Dünyaya ve siyasete tapınırcasına bağlananlar, başkasını da kendileri gibi zannederler. Oysa, onlar aldanmışlar ve aldanıyorlar. Dahası, hem ardniyet, hem sûizan sahibidirler.
İşte aynı o dünyaperestler, vaktiyle Bediüzzaman Said Nursî’yi de kendileri gibi siyaset cereyanında zannetmişler. Zannetmekle kalmamış, onu açıkça itham etmişler. “Sen gizli teşkilât kurmuşsun ve siyasî bir gaye peşindesin” demişler.
Bu bakış açısıyla hareket ederek, dünya hayatını ona adeta zindan ettiler. Sürgünler, hapisler, zindanlar, hatta zehirlemelerle de yetinmeyip, her türlü propagandalarla şahsiyetini karalamaya ve kendince onu çürütmeye çalıştılar. Öyle ki, onu mezarında dahi rahat bırakmadılar. Artık bunun ötesi yoktur ve olamaz.
•
Aleyhindeki bütün zulüm, eziyet ve kara propagandalara rağmen, Said Nursî, yolunu ve inandığı hizmet metodunu hiç değiştirmedi. Reaksiyoner davranmamakla beraber, tarihe not düşmek için muarızların ithamlarına cevap vermekten de çekinmedi.
İşte, düşmanlarının onu “siyaset cereyanlarında” olmakla itham etmesine mukabil, onlara vermiş olduğu susturucu cevaplardan biri:
“Görüyorum ki, hodfuruş ve siyaset bataklığına düşmüş bazı insanlar, bana tarafgirâne, rakibâne bir nazarla bakıyorlar. Güya ben de onlar gibi dünya cereyanları ile alâkadarım… Hey efendiler! Ben imanın cereyanındayım. Karşımda imansızlık cereyanı var. Başka cereyanlarla alâkam yok.”1
•
Üstad Bediüzzaman 1952’de Gençlik Rehberi Mahkemesi için İstanbul’a geldiğinde, Sebilürreşad mecmuasının sahibi ve eski dostu olan Eşref Edip kendisiyle görüşerek bir röportaj yaptı. O röportaj, bilâhare Tarihçe-i Hayat isimli eserin Tahliller bölümünde iktibasen yayınlandı.

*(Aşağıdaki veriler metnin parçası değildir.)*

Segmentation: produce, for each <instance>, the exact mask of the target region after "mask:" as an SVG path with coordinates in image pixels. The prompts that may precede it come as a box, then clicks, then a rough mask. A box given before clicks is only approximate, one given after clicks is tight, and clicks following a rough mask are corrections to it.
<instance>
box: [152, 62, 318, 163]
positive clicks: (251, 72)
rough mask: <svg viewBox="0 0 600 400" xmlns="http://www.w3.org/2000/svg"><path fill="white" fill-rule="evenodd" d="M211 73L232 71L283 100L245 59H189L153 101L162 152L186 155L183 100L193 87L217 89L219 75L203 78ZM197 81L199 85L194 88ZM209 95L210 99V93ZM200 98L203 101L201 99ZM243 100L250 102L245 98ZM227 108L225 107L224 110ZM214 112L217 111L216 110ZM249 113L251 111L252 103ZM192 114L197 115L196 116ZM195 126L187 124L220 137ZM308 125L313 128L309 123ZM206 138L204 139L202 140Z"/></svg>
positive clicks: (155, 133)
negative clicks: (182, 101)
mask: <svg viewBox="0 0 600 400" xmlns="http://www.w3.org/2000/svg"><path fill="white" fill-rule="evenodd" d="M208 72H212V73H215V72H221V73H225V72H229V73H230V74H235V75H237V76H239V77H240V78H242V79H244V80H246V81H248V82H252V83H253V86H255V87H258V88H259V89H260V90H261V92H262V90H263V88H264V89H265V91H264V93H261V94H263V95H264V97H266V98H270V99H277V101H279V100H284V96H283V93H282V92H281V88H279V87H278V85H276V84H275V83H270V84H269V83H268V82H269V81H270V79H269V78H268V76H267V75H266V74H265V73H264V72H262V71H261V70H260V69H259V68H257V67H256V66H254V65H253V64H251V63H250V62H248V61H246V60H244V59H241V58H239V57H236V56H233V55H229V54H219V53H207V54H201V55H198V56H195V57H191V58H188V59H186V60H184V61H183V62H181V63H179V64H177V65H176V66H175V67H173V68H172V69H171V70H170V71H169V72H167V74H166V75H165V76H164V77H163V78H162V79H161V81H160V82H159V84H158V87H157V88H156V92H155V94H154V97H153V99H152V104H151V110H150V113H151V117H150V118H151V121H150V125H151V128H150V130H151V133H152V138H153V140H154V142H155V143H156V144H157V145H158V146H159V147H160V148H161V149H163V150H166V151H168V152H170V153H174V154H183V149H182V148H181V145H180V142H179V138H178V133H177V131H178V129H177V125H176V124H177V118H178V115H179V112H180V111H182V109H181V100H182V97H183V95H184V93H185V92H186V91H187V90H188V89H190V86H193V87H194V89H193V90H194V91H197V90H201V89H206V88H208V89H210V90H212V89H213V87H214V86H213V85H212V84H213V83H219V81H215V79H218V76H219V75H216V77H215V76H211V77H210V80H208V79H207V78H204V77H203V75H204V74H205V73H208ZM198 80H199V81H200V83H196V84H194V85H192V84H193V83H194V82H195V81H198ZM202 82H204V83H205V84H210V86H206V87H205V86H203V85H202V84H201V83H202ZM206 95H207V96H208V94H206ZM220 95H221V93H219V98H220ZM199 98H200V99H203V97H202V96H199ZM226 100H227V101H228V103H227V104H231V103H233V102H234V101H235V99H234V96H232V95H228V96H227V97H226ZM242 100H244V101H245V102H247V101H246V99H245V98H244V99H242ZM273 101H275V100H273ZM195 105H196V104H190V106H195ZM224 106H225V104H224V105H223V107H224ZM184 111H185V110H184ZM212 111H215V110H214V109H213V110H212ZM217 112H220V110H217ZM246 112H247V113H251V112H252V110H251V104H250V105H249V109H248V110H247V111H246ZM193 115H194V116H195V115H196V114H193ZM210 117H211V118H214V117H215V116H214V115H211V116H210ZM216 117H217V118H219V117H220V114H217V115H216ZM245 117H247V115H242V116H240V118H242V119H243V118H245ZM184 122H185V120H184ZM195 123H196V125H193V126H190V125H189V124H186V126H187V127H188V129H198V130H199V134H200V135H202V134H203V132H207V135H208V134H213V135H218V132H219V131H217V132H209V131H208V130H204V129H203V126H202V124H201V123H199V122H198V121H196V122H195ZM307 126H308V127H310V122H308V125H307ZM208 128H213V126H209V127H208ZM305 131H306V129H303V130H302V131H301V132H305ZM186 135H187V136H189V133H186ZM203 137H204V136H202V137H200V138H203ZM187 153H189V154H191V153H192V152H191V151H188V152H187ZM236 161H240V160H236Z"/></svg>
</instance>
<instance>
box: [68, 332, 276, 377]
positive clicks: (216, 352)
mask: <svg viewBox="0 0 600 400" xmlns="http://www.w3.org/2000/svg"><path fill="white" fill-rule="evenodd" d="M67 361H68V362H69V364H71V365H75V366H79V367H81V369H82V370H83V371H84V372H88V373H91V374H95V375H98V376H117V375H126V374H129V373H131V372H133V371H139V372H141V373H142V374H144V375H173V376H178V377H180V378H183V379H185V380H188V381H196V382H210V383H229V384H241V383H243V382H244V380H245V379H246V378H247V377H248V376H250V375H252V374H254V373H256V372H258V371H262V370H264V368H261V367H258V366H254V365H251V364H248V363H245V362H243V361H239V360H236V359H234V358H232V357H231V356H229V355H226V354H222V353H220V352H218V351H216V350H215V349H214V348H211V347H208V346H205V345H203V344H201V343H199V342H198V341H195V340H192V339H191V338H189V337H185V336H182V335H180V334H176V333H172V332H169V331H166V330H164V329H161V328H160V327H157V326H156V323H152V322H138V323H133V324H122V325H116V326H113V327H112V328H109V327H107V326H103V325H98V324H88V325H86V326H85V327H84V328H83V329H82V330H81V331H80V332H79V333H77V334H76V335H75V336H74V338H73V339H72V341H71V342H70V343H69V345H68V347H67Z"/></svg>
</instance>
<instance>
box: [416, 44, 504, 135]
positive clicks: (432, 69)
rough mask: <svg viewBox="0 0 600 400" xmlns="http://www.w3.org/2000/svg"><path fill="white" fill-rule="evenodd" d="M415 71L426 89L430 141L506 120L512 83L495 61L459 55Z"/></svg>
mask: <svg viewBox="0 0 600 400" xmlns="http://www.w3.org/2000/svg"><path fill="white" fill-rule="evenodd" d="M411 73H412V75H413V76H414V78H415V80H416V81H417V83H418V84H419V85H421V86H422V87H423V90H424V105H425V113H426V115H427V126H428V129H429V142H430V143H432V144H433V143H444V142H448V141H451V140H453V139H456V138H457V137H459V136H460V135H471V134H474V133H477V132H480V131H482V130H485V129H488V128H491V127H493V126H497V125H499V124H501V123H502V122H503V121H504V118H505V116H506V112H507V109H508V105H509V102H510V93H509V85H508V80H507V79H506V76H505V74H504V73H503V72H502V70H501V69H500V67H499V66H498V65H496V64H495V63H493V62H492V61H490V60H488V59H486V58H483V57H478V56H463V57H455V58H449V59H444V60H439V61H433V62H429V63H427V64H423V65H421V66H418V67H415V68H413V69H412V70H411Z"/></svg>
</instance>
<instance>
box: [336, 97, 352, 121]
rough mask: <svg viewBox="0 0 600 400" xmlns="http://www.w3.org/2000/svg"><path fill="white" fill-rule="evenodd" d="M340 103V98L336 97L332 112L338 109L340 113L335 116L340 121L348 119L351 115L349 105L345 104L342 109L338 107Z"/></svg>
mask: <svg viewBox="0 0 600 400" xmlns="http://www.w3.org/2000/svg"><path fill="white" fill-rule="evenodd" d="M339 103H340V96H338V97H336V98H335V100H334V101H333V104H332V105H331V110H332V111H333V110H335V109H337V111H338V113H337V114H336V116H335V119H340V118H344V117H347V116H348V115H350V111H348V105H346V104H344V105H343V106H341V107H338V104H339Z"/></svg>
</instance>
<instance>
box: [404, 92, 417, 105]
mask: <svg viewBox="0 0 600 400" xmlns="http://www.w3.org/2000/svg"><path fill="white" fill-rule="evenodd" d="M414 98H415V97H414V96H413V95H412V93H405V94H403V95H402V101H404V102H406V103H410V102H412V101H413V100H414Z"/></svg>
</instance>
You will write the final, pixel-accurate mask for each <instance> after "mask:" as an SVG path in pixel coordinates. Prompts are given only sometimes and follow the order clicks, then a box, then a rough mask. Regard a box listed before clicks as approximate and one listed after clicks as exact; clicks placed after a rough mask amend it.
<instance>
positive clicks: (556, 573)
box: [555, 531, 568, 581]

Röportajın takdiminde, Eşref Edib’in Hz. Bediüzzaman ile ilgili sözlerinin bir kısmı şöyledir:
“İslâm’ın gayetü’l-gayesi olan “tevhid” ve “Allah’a iman” esası, onun ve Risale-i Nur’un en büyük umdesidir.”
“Ona zulmedenlere beddua bile etmez. Onu zindanlara atanlara, ancak salâh ve iman temenni eder.”
Takdimden sonra Hz. Üstad’ın bazı sözlerini ve sorulara vermiş olduğu cevapları naklediyor. Konumuzla ilgili can alıcı bazı sözleri şunlardır:
“...Şimdi tehlike içeriden geliyor. Kurt, gövdenin içine girdi. Şimdi, mukavemet güçleşti. Korkarım ki, cemiyetin bünyesi buna dayanamaz. Çünkü düşmanı sezmez. Can damarını koparan, kanını içen en büyük hasmını dost zanneder. Cemiyetin basiret gözü böyle körleşirse, iman kalesi tehlikededir.
“İşte benim ıztırabım, yegâne ıztırabım budur. Yoksa, şahsımın maruz kaldığı zahmet ve meşakkatleri düşünmeye bile vaktim yoktur. Keşke bunun bin misli meşakkate maruz kalsam da, iman kalesinin istikbali selâmette olsa.”
“Ben, yalnız iman üzerine mesaimi teksif etmiş bulunuyorum.”2
Demek, Üstad Bediüzzaman'ın en öncelikli mesaisi, en mühim meselesi, en büyük derdi “iman davası” ve “iman kalesinin istikbali”nin selâmette olmasıdır.
•
Hz. Bediüzzaman gibi, sadık talebelerinin de en mühim ve en öncelikli meselesi, kendi şahısları değil, gönül verdikleri “dava meselesi” olmuştur.
Av. Bekir Berk’in birçok yerde yayınlanan hatırasının özeti şudur: Kendisi, Isparta milletvekili Dr. Tahsin Tola’nın isteği üzerine 1958’de Ankara Ulucanlar Cezaevinde yatan Nur Talebelerinin davasını üstlenir. Ankara’ya gidip Tahirî, Zübeyir, Sungur, Bayram, Türkmenoğlu vd. ile görüşür. Onlara şunu sorar: Sizi mi savunayım, yoksa davanızı mı savunayım?
Maznunlar hep bir ağızdan “Bekir Bey, hapishanede yatmaya razıyız; yeter ki, siz Risale-i Nur’un hedef-i maksadı olan iman davasını savunun. O bize kâfi” dediler.
Bu hadise, bilâhare “Nur Talebelerinin Ankara Davası” ismiyle kitap olarak da yayınlandı.3
Dipnotlar:
1-Mektubat, On Altıncı Mektup; 2-Sebilürreşad, Sayı 120, 1952, İstanbul; 3- Age., Ayyıldız Matbaası, 1958, Ankara.